Show Boat  Heidi Stober (Magnolia Hawks) and Michael Todd Simpson (Gaylord Ravenal
Heidi Stober (Magnolia Hawks) and Michael Todd Simpson (Gaylord Ravenal)

Director Francesca Zambello, who consistently storms the barricades that wall off opera and musical theater (at Glimmerglass Opera, which she directs, and elsewhere), has mounted a solid and mostly lively production. The solos, ensembles, and larger choral scenes are often smoothly and effectively fused, an important dramatic engine of the show. There’s lots of dancing, albeit rather repetitive in Michele Lynch’s choreography.

Bill Irwin, the long-ago Pickle Family Circus clown whose Broadway credits range from his own Fool Moon to Who’s Afraid of Virginia Woolf, plays Cap’n Andy Hawks, in a bandy-legged, slapstick of physical comedy. He, like others in the cast, has a fair amount of spoken dialogue, which is amplified, sometimes well, sometimes harshly. The singing is “warmed,” in Tod Nixon’s design, by area mikes. All the sung passages are subtitled, which is needed: Many of the lyrics are indecipherable. Artistically and technically, this Show Boat is a hybrid: ambitious, often impressive, but unsteady.

It’s in the voices and performances that the gears grind most noticeably. Baritone Michael Todd Simpson, in a role normally sung by a tenor, gives the single most satisfying performance as the romantic but untrustworthy Gaylord Ravenal. His voice is firm and full, with neither too much vibrato nor any reductive Broadway-style belt. More importantly he seems to inhabit the character in both a realistic and slightly enlarged sense. In “Make Believe,” his first duet with Magnolia (Heidi Stober), he gives the show a sudden, expansive stillness. Time stops and the skies seem to open up. It happens again in “You Are Love” and even “Why Do I Love You?”, the sweet small duet he sings with Magnolia and their young daughter (Carmen Steele).
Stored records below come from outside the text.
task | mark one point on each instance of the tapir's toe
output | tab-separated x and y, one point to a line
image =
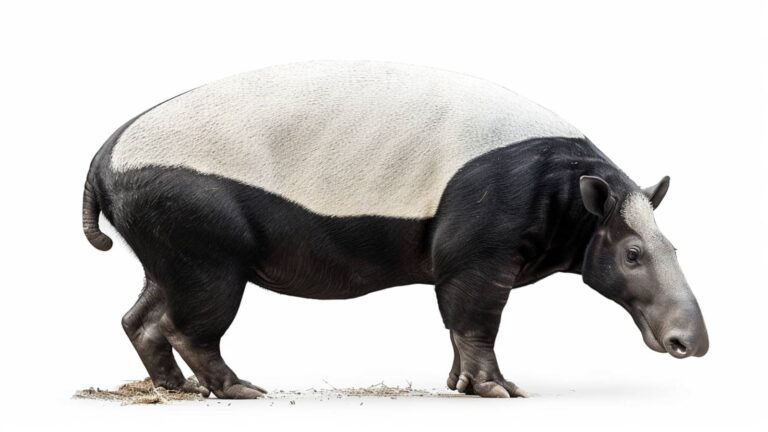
191	385
241	390
490	389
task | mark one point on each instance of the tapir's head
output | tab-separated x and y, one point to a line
631	262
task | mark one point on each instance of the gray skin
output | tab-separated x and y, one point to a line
651	287
647	282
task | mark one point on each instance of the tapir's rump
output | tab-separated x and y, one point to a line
339	138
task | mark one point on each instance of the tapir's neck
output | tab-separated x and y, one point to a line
569	226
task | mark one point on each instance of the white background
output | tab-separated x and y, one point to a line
674	88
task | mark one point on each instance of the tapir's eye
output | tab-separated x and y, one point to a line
632	254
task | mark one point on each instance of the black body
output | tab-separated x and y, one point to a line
508	218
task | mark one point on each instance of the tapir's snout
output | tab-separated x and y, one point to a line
686	344
680	328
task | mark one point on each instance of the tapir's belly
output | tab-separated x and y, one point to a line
340	139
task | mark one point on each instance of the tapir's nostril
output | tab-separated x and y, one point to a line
677	347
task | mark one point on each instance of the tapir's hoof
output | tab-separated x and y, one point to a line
490	389
241	390
190	386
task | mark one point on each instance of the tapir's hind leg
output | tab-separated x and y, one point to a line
141	324
203	299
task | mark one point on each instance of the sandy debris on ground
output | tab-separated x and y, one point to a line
137	392
143	392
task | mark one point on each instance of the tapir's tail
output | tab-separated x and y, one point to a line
91	211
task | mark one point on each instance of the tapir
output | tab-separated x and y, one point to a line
332	180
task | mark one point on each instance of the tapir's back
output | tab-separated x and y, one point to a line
339	138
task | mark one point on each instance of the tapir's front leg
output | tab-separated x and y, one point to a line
471	306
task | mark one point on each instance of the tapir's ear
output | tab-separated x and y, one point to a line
595	193
656	193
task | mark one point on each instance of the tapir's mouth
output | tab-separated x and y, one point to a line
646	330
674	342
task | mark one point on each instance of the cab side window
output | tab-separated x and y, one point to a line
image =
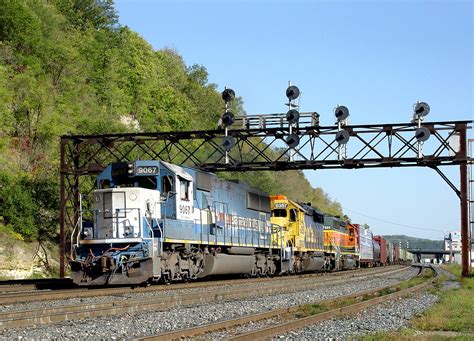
293	215
166	185
184	189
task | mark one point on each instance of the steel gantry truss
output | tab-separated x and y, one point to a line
265	142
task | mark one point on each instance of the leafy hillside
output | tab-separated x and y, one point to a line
69	67
416	243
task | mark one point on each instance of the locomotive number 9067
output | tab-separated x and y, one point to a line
151	170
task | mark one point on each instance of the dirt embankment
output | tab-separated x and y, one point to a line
19	259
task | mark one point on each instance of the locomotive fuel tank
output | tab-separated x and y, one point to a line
225	264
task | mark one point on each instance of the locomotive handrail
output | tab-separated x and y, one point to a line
78	223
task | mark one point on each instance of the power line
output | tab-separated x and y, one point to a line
392	223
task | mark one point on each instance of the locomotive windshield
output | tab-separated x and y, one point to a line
149	182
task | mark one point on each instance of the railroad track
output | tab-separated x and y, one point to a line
362	300
42	316
19	285
12	296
There are, to be sure, other fine voices in the show. Bass Morris Robinson gives a truly profundo account of “Ol’ Man River, ” with a smoldering fire of anger and forbearance. Angela Renée Simpson thickens the air with premonition in Queenie’s “Mis’ry’s Comin’ Aroun’.”

But this Show Boat shows the strains stylistically. San Francisco Opera favorite Patricia Racette is the biggest disappointment as Julie, the tragic heroine who unravels after a charge of miscegenation is hurled at her and her husband, Steve (Patrick Cummings). Racette’s two big numbers, “Can’t Help Lovin’ Dat Man” in the first act and “Bill” in the second, are badly judged, stiff, and padded with vibrato.
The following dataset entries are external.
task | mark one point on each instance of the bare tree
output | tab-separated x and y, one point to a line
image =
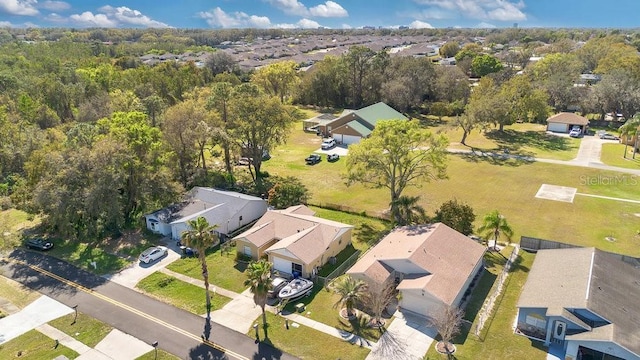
378	296
448	323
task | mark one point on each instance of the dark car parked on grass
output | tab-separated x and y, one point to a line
38	244
313	159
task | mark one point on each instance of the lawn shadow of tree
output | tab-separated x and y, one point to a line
515	140
370	234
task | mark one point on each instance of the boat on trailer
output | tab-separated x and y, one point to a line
295	289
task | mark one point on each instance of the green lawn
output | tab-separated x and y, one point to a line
521	139
179	293
223	269
497	340
16	293
307	343
507	185
162	355
612	154
34	345
86	329
81	254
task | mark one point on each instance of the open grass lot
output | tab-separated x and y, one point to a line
489	183
86	329
16	293
521	139
162	355
34	345
81	254
307	343
223	269
179	293
612	154
497	340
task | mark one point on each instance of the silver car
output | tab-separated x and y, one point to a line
153	253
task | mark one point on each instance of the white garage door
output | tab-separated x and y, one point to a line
282	265
557	127
350	139
418	304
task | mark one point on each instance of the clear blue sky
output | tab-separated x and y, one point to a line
313	13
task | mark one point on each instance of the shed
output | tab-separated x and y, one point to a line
564	121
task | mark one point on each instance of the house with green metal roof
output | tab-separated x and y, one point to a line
353	125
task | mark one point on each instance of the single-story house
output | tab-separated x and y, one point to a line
564	122
433	266
584	300
352	125
227	209
294	240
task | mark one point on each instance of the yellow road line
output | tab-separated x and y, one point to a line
129	308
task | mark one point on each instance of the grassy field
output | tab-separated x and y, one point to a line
179	293
223	269
86	329
16	293
497	340
520	139
486	183
34	345
307	343
612	155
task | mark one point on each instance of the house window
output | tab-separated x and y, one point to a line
296	269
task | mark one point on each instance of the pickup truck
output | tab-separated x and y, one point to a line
313	159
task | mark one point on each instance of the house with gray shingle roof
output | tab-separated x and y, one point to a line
228	210
584	300
433	266
294	240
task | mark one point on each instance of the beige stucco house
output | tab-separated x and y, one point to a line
433	266
294	240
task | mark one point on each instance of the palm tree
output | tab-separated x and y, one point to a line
493	224
406	211
351	293
628	130
201	237
259	281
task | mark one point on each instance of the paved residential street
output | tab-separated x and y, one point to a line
177	331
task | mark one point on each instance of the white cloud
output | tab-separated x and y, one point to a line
219	18
302	24
308	24
501	10
53	5
127	16
291	7
417	24
329	9
295	7
19	7
484	25
88	19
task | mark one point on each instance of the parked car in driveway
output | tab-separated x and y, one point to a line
328	143
153	253
38	244
608	136
313	159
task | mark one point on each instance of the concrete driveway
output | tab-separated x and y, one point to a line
137	271
407	338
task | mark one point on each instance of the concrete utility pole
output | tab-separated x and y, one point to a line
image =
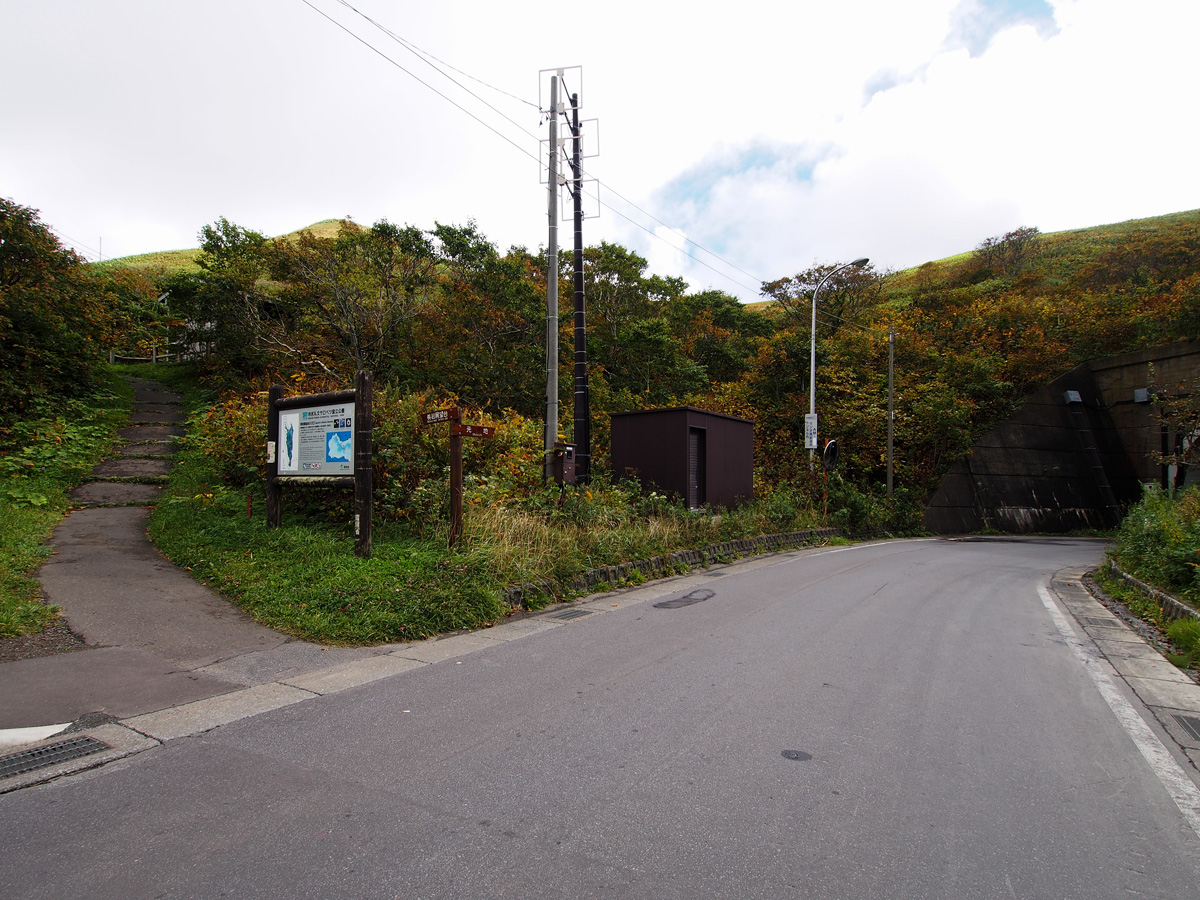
810	423
552	289
892	360
582	401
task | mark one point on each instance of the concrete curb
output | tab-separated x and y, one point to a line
1167	693
150	730
663	565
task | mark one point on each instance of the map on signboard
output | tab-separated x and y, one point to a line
317	441
289	443
339	447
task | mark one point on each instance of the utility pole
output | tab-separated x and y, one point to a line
582	402
552	289
892	359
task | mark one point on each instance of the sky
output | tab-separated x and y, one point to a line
729	144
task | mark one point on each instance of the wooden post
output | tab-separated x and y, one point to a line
274	499
363	463
455	478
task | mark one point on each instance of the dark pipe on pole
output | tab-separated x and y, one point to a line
582	403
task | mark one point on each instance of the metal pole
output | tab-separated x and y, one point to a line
274	493
582	401
813	365
892	359
455	478
364	425
552	291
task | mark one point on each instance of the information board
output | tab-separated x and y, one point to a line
317	441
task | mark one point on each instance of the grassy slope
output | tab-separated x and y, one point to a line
184	261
Kirsten Wyatt errs on the other side, over-selling Ellie Mae Chipley’s comic verve. John Bolton fares better as her vaudevillean partner. Stober sings admirably, but there’s something remote and chilly about her Magnolia, both vocally and dramatically. Even Irwin’s antics, diverting as they are, are something of a stand-alone set-piece.

Show Boat is in many ways a natural cross-over vehicle. It’s a grand, operatically scaled piece of storytelling — to a fault in the jerry-rigged second act that spans two decades in the space of a scene change. There are magnificent melodies and big themes, about race and class as America churned from the 19th century into the 20th. This is not the first attempt to steer the Kern/Hammerstein classic into the opera house — San Francisco Opera General Director David Gockley mounted a 1982 production when he led the Houston Grand Opera — and it won’t be the last.

If this version falters and runs aground in various ways, it is often stirring and entertaining. And just when it seems “Ol’ Man River” has returned one too many times, it rises up to end this Show Boat in a moving paean to the endless, mysterious flow of time itself.